Erotic Writer and Eponym of Sadism: How Marquis de Sade Became the Scandalizing Writer He Was
From The History of Literature Podcast with Jacke Wilson
For tens of thousands of years, human beings have been using fictional devices to shape their worlds and communicate with one another. Four thousand years ago they began writing down these stories, and a great flourishing of human achievement began. We know it today as literature, a term broad enough to encompass everything from ancient epic poetry to contemporary novels. How did literature develop? What forms has it taken? And what can we learn from engaging with these works today?
Hosted by Jacke Wilson, an amateur scholar with a lifelong passion for literature, The History of Literature takes a fresh look at some of the most compelling examples of creative genius the world has ever known.
Not even imprisonment could stop the Marquis de Sade from writing his insanely intense, unrelenting erotica – and not even Sade’s eventual death could stop his secret manuscript, temporarily hidden in a Bastille wall to protect it from looters and revolutionaries, from haunting its owners as though possessed by a demonic force.

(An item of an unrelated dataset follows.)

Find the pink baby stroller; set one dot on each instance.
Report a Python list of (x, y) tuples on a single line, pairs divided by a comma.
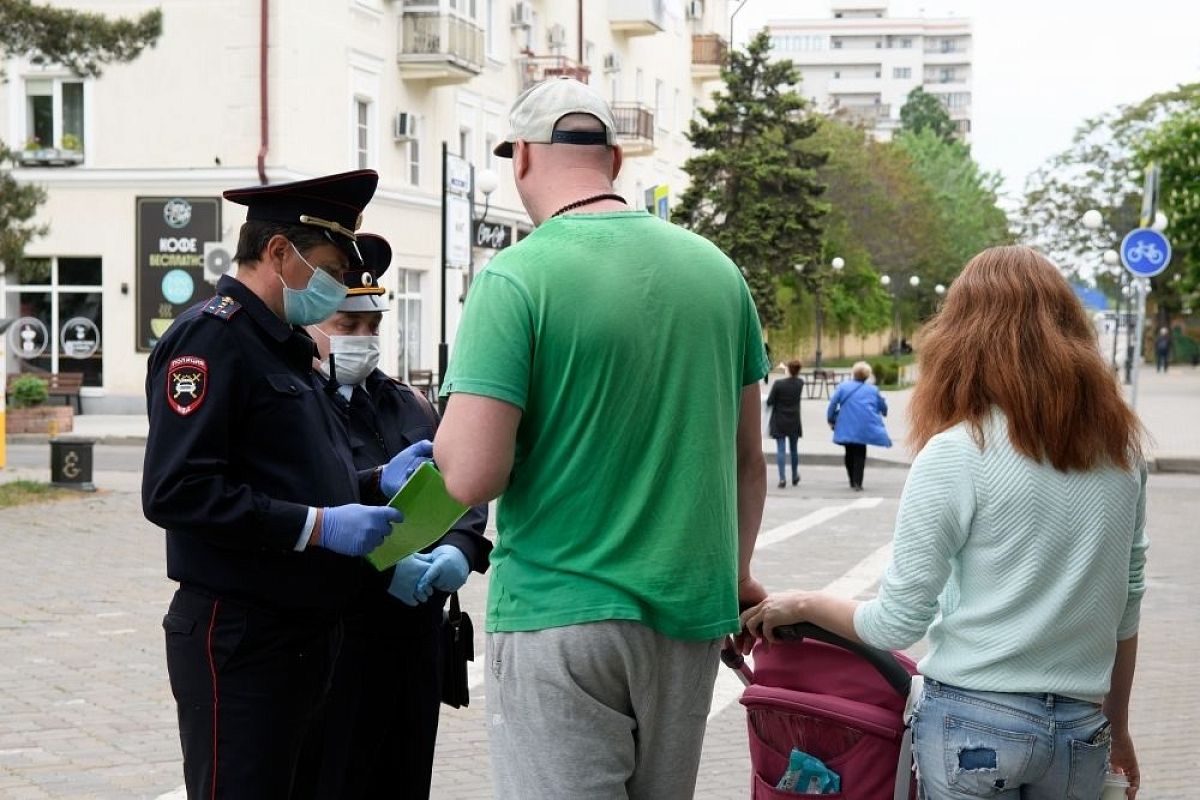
[(837, 701)]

Now one of the most valuable manuscripts in the world and viewed as a French national treasure, Sade’s novel 120 Days of Sodom has been fascinating and repelling readers for more than two hundred years.
In this episode, Jacke talks to author Joel Warner about his new book The Curse of the Marquis de Sade: A Notorious Scoundrel, a Mythical Manuscript, and the Biggest Scandal in Literary History. Plus, Diane Rayor, expert and translator of Sappho, joins Jacke for a discussion of the last book she would like to read.